DUBAI: Pakistan is unlikely to exit a ‘grey list’ of the Financial Action Task Force (FATF) next month despite active support of its close ally China and tactical support of some powerful Western countries, The News reported on Monday citing diplomatic sources.
The FATF, an international watchdog that works to counter money laundering, may extend the duration of the ‘grey list’ it has placed Pakistan in for another six months to ensure the country gets enough time to adopt legislative measures to restructure its banking system in line with best international practices.
Although Foreign Minister Shah Mehmood Qureshi has expressed confidence at Pakistan getting off the ‘grey list’ by February, experts and diplomatic sources say the FATF is likely to extend the duration of the ‘grey list’ for another six months.
At a review meeting in Beijing last week, Islamabad submitted a compliance report about actions it has taken in line with FATF recommendations.
However, it is still an uphill task to secure 12 more votes out of 39 to exit the ‘grey list’ and move to a ‘white list’, sources said. In recent meetings, Pakistan has received the support of Malaysia and Turkey, besides China.
“Pakistan has done a remarkable job to exit the ‘grey list’ of FATF. We have addressed 24 concerns out of 27 in Beijing meetings and will soon have 100 per cent compliance on FATF guidelines,” Ashfaq Hassan Khan, member of the Economic Advisory Council in Islamabad, said after the recent most recent review.
In October 2019, the FATF board had noted that Pakistan had addressed only five out of the 27 tasks given to it under controlling terror funding and anti-money laundering measures. It had asked Pakistan to swiftly complete its full action plan by February 2020.
“We have addressed most of the technical concerns to ensure there is no more money laundering and terror financing in Pakistan.

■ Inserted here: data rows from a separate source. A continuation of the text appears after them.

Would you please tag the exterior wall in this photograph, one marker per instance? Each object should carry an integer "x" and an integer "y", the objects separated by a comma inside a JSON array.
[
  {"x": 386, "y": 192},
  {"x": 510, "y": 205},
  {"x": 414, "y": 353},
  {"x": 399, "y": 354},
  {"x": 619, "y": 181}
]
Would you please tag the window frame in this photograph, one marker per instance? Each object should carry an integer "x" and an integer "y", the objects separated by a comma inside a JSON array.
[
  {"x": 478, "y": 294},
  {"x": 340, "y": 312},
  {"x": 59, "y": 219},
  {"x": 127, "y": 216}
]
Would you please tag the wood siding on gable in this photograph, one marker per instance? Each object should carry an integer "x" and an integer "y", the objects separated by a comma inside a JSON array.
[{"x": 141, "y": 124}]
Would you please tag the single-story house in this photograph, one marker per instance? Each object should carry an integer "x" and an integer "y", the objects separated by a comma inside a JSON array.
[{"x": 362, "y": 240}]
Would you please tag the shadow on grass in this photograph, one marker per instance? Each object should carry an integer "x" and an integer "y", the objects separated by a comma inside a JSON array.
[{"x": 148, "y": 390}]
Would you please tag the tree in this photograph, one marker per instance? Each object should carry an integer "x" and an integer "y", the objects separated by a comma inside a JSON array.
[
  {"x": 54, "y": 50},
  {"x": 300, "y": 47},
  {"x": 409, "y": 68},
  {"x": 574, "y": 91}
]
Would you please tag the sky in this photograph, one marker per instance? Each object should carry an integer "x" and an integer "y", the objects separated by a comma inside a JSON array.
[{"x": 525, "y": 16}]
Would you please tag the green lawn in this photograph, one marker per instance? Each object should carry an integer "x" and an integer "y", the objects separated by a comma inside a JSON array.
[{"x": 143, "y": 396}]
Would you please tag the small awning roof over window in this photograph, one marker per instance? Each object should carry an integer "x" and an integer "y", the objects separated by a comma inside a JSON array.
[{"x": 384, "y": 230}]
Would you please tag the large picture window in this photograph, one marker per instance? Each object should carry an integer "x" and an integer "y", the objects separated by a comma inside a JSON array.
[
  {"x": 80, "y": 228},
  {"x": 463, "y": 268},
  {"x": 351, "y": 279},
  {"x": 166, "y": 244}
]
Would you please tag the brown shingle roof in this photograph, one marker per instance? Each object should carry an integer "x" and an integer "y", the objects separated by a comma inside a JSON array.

But there is a political side of FATF due to which it may take another six months to exit the ‘grey list’,” Khan said.
Pakistan was placed on the ‘grey list’ by the FATF in June 2018 and was given a plan of action to complete by October 2019 or face the risk of being placed on the watchdog’s blacklist, along with Iran and North Korea.
If Islamabad comes out of the ‘grey list’, it will be easy for the country to receive financial aid from international and multinational lenders such as the International Monetary Fund, World Bank, Asian Development Bank and the European Union on easy terms and conditions.